Carlo tardó en captar el mensaje, como si le costara abandonar la tarea y sin poder evitar un último revés, brutal, que envió a su víctima contra la pared más alejada, inconsciente, como un muñeco de trapo abandonado.
– No son buenas noticias a Monseñor no le va a gustar -susurró en voz baja.
– Tu inteligencia es extraordinaria, Carlo, a mí no se me hubiera ocurrido un pensamiento tan profundo.
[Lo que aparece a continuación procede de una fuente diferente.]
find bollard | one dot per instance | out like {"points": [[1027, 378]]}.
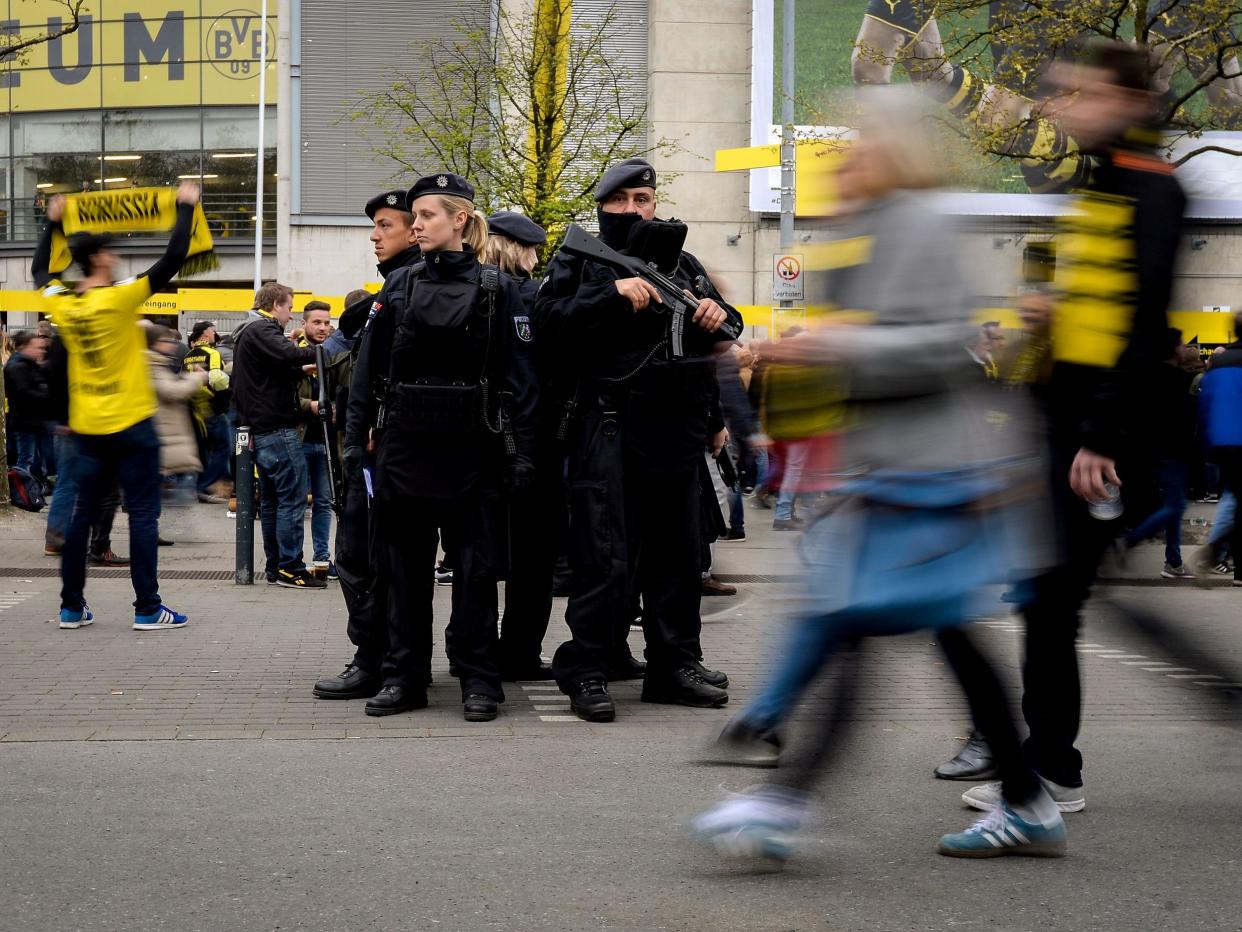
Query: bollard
{"points": [[244, 481]]}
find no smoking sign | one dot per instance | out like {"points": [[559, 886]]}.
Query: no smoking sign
{"points": [[788, 277]]}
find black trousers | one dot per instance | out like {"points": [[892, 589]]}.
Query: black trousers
{"points": [[989, 706], [1051, 680], [631, 528], [538, 525], [410, 531], [358, 559]]}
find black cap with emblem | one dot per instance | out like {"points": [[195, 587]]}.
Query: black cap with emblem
{"points": [[442, 183], [389, 199], [517, 226], [631, 173]]}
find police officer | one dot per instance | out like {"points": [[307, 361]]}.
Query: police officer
{"points": [[365, 592], [641, 423], [538, 521], [450, 415]]}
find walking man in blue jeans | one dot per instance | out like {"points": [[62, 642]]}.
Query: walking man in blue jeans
{"points": [[267, 369], [112, 405]]}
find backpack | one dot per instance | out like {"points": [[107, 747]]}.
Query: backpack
{"points": [[25, 491]]}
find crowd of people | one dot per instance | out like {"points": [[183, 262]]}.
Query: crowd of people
{"points": [[596, 433]]}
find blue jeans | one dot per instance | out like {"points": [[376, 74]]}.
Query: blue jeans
{"points": [[282, 481], [132, 459], [65, 493], [216, 447], [1168, 516], [795, 462], [321, 490]]}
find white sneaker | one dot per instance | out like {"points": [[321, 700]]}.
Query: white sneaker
{"points": [[988, 795]]}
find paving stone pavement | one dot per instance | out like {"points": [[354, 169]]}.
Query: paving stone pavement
{"points": [[245, 665]]}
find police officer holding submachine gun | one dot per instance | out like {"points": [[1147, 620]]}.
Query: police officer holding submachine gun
{"points": [[445, 394], [364, 589], [639, 413]]}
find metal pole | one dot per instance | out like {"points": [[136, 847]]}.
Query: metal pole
{"points": [[244, 484], [788, 150], [258, 160]]}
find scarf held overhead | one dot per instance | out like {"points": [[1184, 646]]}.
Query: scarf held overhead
{"points": [[142, 210]]}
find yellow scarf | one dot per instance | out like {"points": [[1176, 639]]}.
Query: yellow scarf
{"points": [[131, 210]]}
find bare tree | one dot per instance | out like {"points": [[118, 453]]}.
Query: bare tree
{"points": [[528, 108]]}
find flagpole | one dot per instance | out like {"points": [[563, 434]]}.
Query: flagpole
{"points": [[258, 160]]}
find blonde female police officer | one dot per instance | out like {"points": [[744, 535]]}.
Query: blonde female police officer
{"points": [[445, 394]]}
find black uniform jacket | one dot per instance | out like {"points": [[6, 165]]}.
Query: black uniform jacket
{"points": [[600, 343], [430, 326]]}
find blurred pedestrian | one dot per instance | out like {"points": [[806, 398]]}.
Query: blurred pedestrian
{"points": [[914, 528]]}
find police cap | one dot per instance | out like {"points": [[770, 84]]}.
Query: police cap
{"points": [[631, 173], [441, 183], [517, 226], [389, 199]]}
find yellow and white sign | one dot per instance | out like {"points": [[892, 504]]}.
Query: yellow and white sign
{"points": [[128, 54]]}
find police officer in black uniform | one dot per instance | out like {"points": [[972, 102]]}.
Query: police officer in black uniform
{"points": [[636, 438], [538, 522], [364, 589], [450, 415]]}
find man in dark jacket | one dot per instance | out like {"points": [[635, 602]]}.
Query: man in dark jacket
{"points": [[25, 388], [267, 369], [364, 590]]}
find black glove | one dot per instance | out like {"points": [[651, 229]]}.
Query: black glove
{"points": [[352, 459], [521, 479]]}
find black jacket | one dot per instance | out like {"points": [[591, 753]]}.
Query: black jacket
{"points": [[429, 326], [267, 369], [25, 387], [1119, 269]]}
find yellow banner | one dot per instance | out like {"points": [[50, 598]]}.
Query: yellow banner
{"points": [[133, 54]]}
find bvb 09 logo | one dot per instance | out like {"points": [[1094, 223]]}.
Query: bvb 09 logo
{"points": [[232, 44]]}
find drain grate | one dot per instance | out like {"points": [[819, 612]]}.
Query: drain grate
{"points": [[117, 573]]}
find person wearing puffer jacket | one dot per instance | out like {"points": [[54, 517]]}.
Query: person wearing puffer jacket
{"points": [[178, 445]]}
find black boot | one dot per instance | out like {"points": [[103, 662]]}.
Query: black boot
{"points": [[478, 707], [352, 682], [393, 700], [974, 762], [683, 686], [591, 702]]}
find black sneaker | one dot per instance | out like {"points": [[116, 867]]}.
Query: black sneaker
{"points": [[478, 707], [684, 686], [591, 702], [299, 579], [745, 746]]}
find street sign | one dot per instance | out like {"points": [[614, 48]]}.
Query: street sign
{"points": [[788, 277]]}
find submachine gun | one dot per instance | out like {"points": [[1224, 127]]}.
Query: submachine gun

Eres un perfecto imbécil… y Antonio sin aparecer. ¿Dónde demonios se ha metido?
– Quizá la Sombra lo ha atrapado. -Carlo se santiguó. Giovanni lanzó una imprecación de desprecio. Se acercó al ventanuco de la habitación, mirando fijamente el muro que tenía a tan sólo dos palmos. «¡Una ventana que daba a un muro, menuda taberna!», pensó. Empezaba a estar harto y las cosas no podían ir peor. Monseñor no era comprensivo con los problemas ajenos y mucho menos con los de sus esbirros. ¿Dónde demonios estaría Santos? Como un buen sabueso adiestrado, había olido el peligro y se había largado. Santos, invisible, era todavía un peligro mayor, Giovanni le conocía bien. Rió para sus adentros, a buen seguro el gigante estaría preparando una trampa mortal para D'Arlés, no le dejaría escapar fácilmente. Suspiró, le gustaría estar presente, contemplar cómo Santos acababa con aquel maldito bastardo sería algo impagable. Pero ¿dónde se había metido Antonio? La idea devolvió el gesto ceñudo a su semblante abstraído, pensaba a toda prisa, concentrado en encontrar una salida, una manera de cumplir las órdenes de Monseñor.
«¡Maldito el día en que le conocí!», pensó. Dos sonidos cortantes y secos, como zumbidos, le sacaron de su ensimismamiento, y se dio la vuelta, molesto, creyendo que Carlo había decidido por su cuenta liquidar al infeliz. Se quedó paralizado, con un gesto de incredulidad en la mirada, el miedo ascendiendo como una culebra en su estómago. Carlo estaba en el suelo, con los ojos muy abiertos, las dos manos apretando el vientre del que sobresalía la punta de una flecha y un charco de sangre extendiéndose entre sus piernas. En la esquina, el cuerpo de «Sisas», con otro dardo atravesándole la garganta, sin haberse enterado siquiera de su breve paso al mundo de los difuntos.